When the accused individual pleads guilty at a trial, the court must determine a fair sentence. In this case, the sentence is affected by factors such as the conditions, the weightiness of the crime and the criminal's degree of accountability.
Trial is the sentence that one serves in the public. The court may order one to complete the period of probation. The maximum length of probation is usually three months. Violation of probation leads to jail.
Incarceration is considered the main form of punishment and rehabilitation for the offences committed. The institutional is termed as the correctional centres are aimed at rehabilitating the offenders.
It is an article that sketches a danger controlling plan for each lawbreaker. It monitors the strategies essential to address areas related with re-offending risk. The preparation passes through the stages of assessment and security classification. The plan is used in proving the effectiveness of reducing re-offending.

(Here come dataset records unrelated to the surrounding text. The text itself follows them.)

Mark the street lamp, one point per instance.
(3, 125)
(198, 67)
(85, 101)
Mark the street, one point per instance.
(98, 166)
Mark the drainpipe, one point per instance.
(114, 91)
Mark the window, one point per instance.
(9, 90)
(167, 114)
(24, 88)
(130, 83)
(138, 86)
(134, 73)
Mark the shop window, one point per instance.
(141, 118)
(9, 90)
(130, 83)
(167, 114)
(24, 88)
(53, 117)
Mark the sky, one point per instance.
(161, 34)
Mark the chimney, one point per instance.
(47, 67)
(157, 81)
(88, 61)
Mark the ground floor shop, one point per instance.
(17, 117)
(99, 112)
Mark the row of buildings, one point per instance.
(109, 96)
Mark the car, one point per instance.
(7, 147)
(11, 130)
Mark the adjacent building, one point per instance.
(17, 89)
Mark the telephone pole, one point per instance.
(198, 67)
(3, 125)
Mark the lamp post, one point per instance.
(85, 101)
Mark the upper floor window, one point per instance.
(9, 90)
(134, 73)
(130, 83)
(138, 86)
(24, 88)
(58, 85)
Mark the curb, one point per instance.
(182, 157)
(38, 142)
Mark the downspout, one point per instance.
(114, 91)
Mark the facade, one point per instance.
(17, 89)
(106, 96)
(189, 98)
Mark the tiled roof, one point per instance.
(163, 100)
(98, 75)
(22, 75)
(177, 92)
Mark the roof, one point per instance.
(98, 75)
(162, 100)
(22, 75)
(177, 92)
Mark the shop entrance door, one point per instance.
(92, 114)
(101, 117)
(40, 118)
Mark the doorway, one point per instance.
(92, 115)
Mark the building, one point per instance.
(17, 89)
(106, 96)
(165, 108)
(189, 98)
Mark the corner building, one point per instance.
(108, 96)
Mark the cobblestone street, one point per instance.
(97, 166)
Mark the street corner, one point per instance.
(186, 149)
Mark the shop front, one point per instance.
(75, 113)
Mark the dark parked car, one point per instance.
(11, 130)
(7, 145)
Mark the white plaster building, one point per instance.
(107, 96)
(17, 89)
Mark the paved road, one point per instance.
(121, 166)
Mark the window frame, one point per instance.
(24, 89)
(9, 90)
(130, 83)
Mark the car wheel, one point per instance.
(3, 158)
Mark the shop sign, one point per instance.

Release of parole, eligibility date, the parole application process, consequences for violation
The parole board decides whether to grant parole. The lawbreakers are usually qualified for full parole at 1/3 of their judgment or seven years (Turnbull, 2016). For day parole, criminals are qualified six months before their full parole eligibility. If an individual violates the parole, the parole is suspended until the investigation is completed and the individual is returned to prison.
Cesaroni, C., Grol, C., & Fredericks, K. (2019). Overrepresentation of Indigenous youth in Canada’s criminal justice system: Perspectives of Indigenous young people. Australian & New Zealand Journal of Criminology, 52(1), 111-128.
Chemerinsky, E. (2019). Constitutional law: principles and policies. Aspen Publishers.
McCrossan, M., & Ladner, K. L. (2016). Eliminating Indigenous jurisdictions: Federalism, the supreme court of Canada, and territorial rationalities of power. Canadian Journal of Political Science/Revue canadienne de science politique, 49(3), 411-431.
Turnbull, S. (2016). Parole in Canada: gender and diversity in the federal system. UBC Press.